PGR

Aras: "Eficiência do PGR não deve ser mensurada por embates na arena política"

Em sabatina, procurador-geral da República se exime de críticas por omissão diante de processos que envolvem o presidente Jair Bolsonaro e diz que Ministério Público não pode "se substituir Legislativo, ao Judiciário ou ao Executivo"

Augusto Fernandes
postado em 24/08/2021 13:37
 (crédito: Jefferson Rudy)
(crédito: Jefferson Rudy)

Em meio às acusações de políticos e procuradores do Ministério Público Federal de que tem sido omisso diante de processos que têm relação com o presidente Jair Bolsonaro, o procurador-geral da República, Augusto Aras, afirmou que “a eficiência na atuação do PGR não deve ser mensurada por proselitismos ideológicos, operações policiais espetaculosas ou embates na arena política”.

Em sabatina, nesta terça-feira (24/8), na Comissão de Constituição e Justiça (CCJ) do Senado em razão da indicação para ser reconduzido ao cargo para mais dois anos, o procurador-geral também destacou que “cabe ao PGR ficar adstrito ao discurso jurídico, manifestando-se nos autos, conduzindo investigações com rigor técnico, cumprindo a lei, que assim o determina”.

“Denúncias açodadas sem lastro probatório suficiente depois acabam frustrando expectativas e mesmo desacreditando o sistema de justiça punitiva.
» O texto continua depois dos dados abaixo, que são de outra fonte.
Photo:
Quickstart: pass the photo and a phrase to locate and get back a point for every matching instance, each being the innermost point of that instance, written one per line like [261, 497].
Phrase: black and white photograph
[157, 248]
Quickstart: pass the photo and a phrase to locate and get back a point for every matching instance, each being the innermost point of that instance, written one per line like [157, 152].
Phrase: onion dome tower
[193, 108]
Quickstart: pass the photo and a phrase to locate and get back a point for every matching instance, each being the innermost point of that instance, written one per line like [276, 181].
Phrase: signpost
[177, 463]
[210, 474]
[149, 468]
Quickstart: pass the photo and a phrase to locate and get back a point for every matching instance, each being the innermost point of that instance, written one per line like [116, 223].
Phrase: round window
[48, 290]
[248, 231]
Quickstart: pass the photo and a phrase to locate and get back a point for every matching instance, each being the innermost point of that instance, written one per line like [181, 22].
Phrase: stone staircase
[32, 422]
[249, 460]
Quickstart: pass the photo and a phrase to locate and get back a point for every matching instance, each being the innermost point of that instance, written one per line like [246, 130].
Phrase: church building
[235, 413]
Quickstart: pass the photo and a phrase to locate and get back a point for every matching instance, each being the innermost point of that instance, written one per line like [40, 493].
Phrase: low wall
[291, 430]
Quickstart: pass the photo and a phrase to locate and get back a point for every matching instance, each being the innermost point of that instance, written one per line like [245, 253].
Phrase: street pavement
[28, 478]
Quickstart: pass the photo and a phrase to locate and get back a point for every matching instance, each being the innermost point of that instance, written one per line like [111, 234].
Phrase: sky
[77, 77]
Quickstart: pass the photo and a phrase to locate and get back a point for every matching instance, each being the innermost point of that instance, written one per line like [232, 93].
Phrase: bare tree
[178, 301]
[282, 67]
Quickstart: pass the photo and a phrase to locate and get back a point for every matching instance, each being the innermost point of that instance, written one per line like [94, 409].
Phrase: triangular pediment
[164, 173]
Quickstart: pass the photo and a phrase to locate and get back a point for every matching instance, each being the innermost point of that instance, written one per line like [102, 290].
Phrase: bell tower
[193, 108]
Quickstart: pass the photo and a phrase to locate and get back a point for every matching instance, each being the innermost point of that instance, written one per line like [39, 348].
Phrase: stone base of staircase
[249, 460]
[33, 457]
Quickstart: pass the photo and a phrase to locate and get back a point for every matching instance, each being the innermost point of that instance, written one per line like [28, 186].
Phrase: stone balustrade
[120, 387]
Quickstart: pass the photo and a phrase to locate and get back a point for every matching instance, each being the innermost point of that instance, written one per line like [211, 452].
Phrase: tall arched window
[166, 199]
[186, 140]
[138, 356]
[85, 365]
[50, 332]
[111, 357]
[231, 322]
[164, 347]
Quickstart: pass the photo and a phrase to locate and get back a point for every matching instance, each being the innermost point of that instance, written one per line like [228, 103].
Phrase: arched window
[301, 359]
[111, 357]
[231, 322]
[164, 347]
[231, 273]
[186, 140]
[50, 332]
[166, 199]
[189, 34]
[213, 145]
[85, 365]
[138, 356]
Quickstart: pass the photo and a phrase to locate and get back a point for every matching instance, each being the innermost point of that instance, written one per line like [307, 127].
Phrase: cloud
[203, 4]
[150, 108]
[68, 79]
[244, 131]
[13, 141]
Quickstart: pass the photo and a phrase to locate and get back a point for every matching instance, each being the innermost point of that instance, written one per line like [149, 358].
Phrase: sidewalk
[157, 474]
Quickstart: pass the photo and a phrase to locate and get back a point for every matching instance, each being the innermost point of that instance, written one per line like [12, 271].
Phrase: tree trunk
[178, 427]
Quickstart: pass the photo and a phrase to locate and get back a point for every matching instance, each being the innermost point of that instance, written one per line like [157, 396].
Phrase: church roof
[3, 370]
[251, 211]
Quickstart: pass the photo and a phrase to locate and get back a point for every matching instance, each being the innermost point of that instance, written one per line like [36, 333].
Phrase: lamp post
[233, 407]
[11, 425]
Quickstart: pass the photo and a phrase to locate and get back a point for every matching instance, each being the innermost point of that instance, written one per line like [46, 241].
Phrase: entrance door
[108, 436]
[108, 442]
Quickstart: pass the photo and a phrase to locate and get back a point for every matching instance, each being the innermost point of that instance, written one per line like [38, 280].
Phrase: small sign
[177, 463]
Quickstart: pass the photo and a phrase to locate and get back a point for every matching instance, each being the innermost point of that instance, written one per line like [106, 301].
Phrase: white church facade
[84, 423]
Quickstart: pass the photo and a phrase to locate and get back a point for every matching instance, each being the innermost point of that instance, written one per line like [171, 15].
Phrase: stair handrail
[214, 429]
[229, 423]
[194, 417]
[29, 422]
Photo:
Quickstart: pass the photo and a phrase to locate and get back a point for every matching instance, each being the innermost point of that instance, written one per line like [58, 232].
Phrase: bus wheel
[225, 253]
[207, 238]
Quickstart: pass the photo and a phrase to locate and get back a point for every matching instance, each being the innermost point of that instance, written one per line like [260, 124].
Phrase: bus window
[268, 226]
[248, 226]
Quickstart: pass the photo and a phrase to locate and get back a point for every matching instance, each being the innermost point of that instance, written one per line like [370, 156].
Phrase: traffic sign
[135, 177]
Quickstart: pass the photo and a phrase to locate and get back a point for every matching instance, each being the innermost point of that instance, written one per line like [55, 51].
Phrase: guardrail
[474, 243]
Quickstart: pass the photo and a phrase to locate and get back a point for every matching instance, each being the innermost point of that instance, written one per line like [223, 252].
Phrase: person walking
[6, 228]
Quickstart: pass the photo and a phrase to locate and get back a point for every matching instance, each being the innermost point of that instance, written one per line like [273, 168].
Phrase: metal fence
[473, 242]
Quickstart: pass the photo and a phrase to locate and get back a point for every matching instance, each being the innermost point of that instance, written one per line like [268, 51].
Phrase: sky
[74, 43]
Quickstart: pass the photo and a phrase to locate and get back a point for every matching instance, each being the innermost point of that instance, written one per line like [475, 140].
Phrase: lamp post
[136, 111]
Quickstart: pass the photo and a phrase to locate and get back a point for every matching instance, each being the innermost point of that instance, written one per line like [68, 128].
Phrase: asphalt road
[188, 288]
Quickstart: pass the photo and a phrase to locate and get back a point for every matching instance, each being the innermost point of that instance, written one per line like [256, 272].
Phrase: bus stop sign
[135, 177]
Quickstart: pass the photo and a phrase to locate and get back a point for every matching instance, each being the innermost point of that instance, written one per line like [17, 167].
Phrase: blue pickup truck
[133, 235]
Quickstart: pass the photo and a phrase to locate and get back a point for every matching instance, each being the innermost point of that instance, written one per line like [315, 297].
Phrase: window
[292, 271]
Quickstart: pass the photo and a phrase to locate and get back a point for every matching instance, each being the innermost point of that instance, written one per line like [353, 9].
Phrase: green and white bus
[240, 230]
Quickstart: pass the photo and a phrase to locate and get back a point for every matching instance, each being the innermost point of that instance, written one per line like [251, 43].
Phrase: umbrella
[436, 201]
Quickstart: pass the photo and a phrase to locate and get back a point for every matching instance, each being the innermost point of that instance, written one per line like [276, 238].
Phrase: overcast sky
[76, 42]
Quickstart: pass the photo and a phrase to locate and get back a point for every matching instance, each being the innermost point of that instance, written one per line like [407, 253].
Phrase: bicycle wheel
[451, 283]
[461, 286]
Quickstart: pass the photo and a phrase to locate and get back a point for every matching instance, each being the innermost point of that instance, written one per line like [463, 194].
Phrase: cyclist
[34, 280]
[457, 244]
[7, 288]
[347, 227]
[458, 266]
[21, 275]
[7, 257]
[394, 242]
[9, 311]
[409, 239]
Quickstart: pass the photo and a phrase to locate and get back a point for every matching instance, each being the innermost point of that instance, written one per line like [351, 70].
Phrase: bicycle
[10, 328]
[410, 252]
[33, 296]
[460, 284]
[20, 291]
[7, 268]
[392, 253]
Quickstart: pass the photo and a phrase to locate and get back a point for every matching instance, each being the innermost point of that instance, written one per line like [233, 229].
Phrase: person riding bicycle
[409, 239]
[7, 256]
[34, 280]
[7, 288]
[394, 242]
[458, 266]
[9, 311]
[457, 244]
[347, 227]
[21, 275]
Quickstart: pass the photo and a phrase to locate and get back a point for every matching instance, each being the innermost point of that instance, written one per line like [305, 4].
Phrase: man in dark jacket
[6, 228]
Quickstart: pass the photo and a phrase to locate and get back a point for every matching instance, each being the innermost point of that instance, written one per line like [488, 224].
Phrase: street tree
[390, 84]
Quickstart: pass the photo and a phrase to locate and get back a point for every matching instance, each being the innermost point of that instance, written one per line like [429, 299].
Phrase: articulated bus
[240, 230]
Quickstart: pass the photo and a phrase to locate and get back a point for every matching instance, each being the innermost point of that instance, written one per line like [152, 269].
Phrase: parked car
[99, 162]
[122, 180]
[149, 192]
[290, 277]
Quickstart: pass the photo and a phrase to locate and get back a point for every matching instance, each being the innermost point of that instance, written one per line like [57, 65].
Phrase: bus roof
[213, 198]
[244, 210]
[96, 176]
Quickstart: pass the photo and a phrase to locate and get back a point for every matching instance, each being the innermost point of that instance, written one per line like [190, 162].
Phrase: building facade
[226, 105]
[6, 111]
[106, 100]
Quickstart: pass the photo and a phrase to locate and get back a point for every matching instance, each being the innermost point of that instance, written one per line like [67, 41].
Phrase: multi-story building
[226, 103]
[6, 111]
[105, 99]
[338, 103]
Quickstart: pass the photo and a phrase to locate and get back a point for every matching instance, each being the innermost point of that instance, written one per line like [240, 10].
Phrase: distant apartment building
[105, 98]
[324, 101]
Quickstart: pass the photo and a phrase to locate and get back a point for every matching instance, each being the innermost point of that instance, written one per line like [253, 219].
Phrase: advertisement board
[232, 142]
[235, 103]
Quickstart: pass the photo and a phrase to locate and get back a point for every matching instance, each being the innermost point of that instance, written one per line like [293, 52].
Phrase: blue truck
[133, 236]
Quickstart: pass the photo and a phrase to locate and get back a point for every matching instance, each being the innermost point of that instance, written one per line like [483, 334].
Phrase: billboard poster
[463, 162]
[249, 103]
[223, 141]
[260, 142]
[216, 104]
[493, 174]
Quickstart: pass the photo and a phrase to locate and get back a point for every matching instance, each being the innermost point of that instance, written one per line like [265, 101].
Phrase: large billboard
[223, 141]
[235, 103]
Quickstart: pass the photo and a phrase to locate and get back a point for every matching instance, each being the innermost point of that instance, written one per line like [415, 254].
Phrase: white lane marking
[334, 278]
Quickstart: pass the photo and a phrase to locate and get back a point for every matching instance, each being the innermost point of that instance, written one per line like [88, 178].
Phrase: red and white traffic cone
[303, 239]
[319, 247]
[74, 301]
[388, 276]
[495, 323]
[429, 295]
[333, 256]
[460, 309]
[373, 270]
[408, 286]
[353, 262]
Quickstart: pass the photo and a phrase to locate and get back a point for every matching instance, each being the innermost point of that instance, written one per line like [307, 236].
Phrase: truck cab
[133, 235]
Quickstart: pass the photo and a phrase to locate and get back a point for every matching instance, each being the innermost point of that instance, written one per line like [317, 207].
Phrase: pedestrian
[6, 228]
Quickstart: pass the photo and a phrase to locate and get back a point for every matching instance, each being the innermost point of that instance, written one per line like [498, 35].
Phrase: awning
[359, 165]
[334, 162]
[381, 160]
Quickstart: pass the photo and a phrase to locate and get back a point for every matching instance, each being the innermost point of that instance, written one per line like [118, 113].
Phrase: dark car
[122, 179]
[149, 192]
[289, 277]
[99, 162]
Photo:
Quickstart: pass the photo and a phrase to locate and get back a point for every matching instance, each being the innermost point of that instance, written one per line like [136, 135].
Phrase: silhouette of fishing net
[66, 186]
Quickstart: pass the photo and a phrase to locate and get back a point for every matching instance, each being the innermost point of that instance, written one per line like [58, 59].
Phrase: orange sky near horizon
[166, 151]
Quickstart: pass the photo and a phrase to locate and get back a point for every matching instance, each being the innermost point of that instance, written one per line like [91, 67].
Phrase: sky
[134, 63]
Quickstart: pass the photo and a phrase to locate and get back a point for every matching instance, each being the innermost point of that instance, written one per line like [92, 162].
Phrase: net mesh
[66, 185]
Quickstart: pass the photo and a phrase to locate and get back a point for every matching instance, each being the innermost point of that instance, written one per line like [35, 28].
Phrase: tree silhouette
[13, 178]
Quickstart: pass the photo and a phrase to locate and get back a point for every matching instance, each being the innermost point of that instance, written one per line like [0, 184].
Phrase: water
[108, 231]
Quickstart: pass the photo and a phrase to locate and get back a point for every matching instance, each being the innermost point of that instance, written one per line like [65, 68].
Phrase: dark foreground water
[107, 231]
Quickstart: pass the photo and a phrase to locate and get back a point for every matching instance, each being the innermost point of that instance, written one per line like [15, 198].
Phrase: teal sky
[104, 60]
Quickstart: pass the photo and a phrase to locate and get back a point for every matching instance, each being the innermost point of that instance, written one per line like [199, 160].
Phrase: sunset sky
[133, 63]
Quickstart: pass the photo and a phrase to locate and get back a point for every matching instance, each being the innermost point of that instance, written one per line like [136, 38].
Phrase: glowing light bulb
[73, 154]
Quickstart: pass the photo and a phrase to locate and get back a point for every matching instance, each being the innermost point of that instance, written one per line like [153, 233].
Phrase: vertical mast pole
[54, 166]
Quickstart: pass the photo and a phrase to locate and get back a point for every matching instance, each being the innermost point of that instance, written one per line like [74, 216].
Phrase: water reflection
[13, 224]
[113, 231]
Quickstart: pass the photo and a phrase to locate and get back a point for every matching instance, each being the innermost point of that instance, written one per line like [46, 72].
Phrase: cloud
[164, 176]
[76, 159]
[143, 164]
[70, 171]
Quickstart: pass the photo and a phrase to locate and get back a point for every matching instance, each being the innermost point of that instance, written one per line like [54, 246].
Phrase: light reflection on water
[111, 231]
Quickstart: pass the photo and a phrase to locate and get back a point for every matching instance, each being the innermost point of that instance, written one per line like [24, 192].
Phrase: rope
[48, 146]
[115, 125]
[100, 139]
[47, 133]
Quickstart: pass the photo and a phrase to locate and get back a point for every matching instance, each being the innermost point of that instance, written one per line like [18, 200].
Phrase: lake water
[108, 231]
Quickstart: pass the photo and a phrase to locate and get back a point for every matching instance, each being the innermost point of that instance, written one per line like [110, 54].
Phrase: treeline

Agradam uma plateia do presente, imediatista e apaixonada, ao custo do enfraquecimento do direito, da justiça e das instituições. Não há maior dor na humanidade do que uma condenação injusta. E o pior, uma condenação sem o devido processo legal”, destacou.

Aras acrescentou que “é dever do membro do Ministério Público manifestar-se nos autos”, bem como, “mesmo com a liberdade de expressão no que toca ao seu exercício da atividade finalística, não buscar os holofotes, nem buscar manifestar opinião pública ante críticas infundadas e incompreensões”.

“A falta de participação diária do Procurador-Geral da República nos debates provocados pela mídia, ou de apresentação de respostas para combater críticas ou acusações dos veículos da imprensa, não se deram em razão de omissão, mas, sim, em respeito à vedação legal dirigida a magistrados e membros do Ministério Público, impositiva, de que manifestar opiniões sobre questões objeto da atuação finalística, ou mesmo o sigilo das investigações, simplesmente impede a revelação de fatos e atos, sob pena mesmo de frustrar o esclarecimento da verdade real”.

Sem espetáculos

Aras comentou que no seu primeiro biênio à frente da PGR fez “um trabalho criterioso, permanente, contínuo e duradouro para que nenhum cidadão brasileiro, no âmbito da Procuradoria-Geral da República, sofresse investigação ou acusação seletiva, ou permeada pelo descaso, que pudesse causar lesões definitivas na honra de quem quer que seja”.

“Talvez, se nós tivéssemos a cada duas grandes operações por mês divulgado, feito o vazamento do seletivo das operações dos investigados, talvez, eu estivesse em uma posição de muito elogio como quem distribuiu flechadas para todo o Brasil criminalizando a política, mas, assim, não o fiz, porque me comprometi de cumprir a minha função constitucional com parcimônia, sem escândalo, sem estrépito, mas com a dignidade que cada político merece como representante do povo brasileiro.”

Aras ainda destacou que não poderia permitir que o Ministério Público “quisesse se substituir ao Poder Legislativo ou ao Poder Judiciário ou ao Poder Executivo”. “Cumprir a Constituição é compreender a separação dos Poderes, é poder saber que o dever de fiscalizar condutas ilícitas, não dá aos membros do Ministério Público nenhum poder que é inerente aos poderes constituídos”, completou.